Сперва он работал с остервенением, пытаясь усталостью заглушить мысли. Он рвал прошлогоднюю траву вместе с землей, сгребая в невысокие кучи.
Мертвая трава среди живой — словно седина в волосах: сколько не разгребай, она все равно появится.
Поработав с полчаса, Дорогин вошел в ритм, никуда не спешил. Он уже успел очистить площадку перед домом, проход возле гаража. Пару раз выходила Тамара, но не решалась окликнуть Дорогина, понимая, что тот не просто сгребает траву, а ищет примирения с жизнью, примирения с самим собой.
Отворилась калитка въездных ворот, и старик Пантелеич вкатил в нее свой добитый, латаный–перелатаный велосипед. На багажнике, как всегда, запакованные в полотняную сумку стояли трехлитровая банка молока, литровая сметаны и неизменный прямоугольный брусок. Форма его никогда не менялась, менялась лишь суть: или, самодельный сыр, или масло. Пантелеич, как всегда, был нетороплив. Откатил велосипед в тень сарая, чтобы солнце не нагрело банки, вдохнул полной грудью.

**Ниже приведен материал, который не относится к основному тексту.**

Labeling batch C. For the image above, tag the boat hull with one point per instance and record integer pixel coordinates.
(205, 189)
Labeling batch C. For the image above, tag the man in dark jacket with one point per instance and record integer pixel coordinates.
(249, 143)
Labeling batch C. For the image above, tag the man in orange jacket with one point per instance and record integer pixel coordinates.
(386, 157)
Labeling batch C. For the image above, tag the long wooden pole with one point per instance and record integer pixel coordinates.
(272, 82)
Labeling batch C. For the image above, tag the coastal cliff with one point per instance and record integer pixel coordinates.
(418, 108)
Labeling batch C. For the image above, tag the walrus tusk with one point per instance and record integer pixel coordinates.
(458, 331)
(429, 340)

— Вот ты смотри, — проговорил себе под нос старик — почти в самом городе дом стоит, а воздух здесь насколько чище! — и тут же закурил дешевую сигарету без фильтра. С неодобрением посмотрел на работающего Дорогина, который его еще не заметил, так был поглощен собой. — Сколько раз я им говорил, — покачал головой Пантелеич, — чтобы дурью не маялись. Если мне платят за то, что я за домом смотрю, так я и должен смотреть. Не хозяйское это дело — снег чистить, траву сгребать, листья жечь — это ж непорядок!
Пантелеич подошел к Дорогину и фамильярно хлопнул того по плечу.
— Здорово, Муму!
Сергей перевернул грабли зубьями кверху и с размаху вогнал в землю тонкий черенок. Вытер ладони о полу куртки и лишь после этого пожал Пантелеичу руку.

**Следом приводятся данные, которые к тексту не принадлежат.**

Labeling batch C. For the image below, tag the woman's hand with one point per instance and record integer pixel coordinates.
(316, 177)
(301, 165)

— Непорядок, говорю, у тебя, Муму, во дворе и в доме творится.
— Потому и за грабли взялся, — усмехнулся в ответ Дорогин.
— Ты, конечно, извини, что я тебя Муму называю, но сам виноват, приучил, когда немым прикидывался. Все Муму да Муму, и я за ними следом. А теперь, поди, один и остался, кто так тебя называет.
— Было бы странно, если бы меня так называла Тамара.
— Неправильно ты живешь, Муму. Мне деньги платишь, чтобы я за домом, за садом смотрел, а сам мою же работу и делаешь. Поднимешься ни свет ни заря, в шесть утра и за инструмент хватаешься.
Пантелеич попробовал забрать у Дорогина грабли, но тот отстранил его.
— Пантелеич, я же мужик, мне без работы никак нельзя.
— Придумал бы себе другую работу, а то мне жена уже сказала: наверное, они тебя из жалости при себе держат.
- Да ты что, Пантелеич, мы без тебя как без рук.
— Думаешь, мне ваши деньги нужны? Они, конечно, лишними никогда не бывают, но выжил бы. Живут же другие на пенсию. Все равно я их не трачу, а откладываю, — Пантелеич напоследок глубоко затянулся плоской сигаретой, та дотлела практически до пальцев, затем старательно растер окурок каблуком сапога — так, что и следа не осталось. — Я тебя, Муму, никогда до конца не понимал. С одной стороны, посмотришь, свой ты мужик в доску, что тебе ни говорю, все понимаешь. Пусть не со всем соглашаешься, но свой ты по рассуждениям. А живешь совсем по–другому. Тебя, Муму, ничто испортить не может, даже деньги.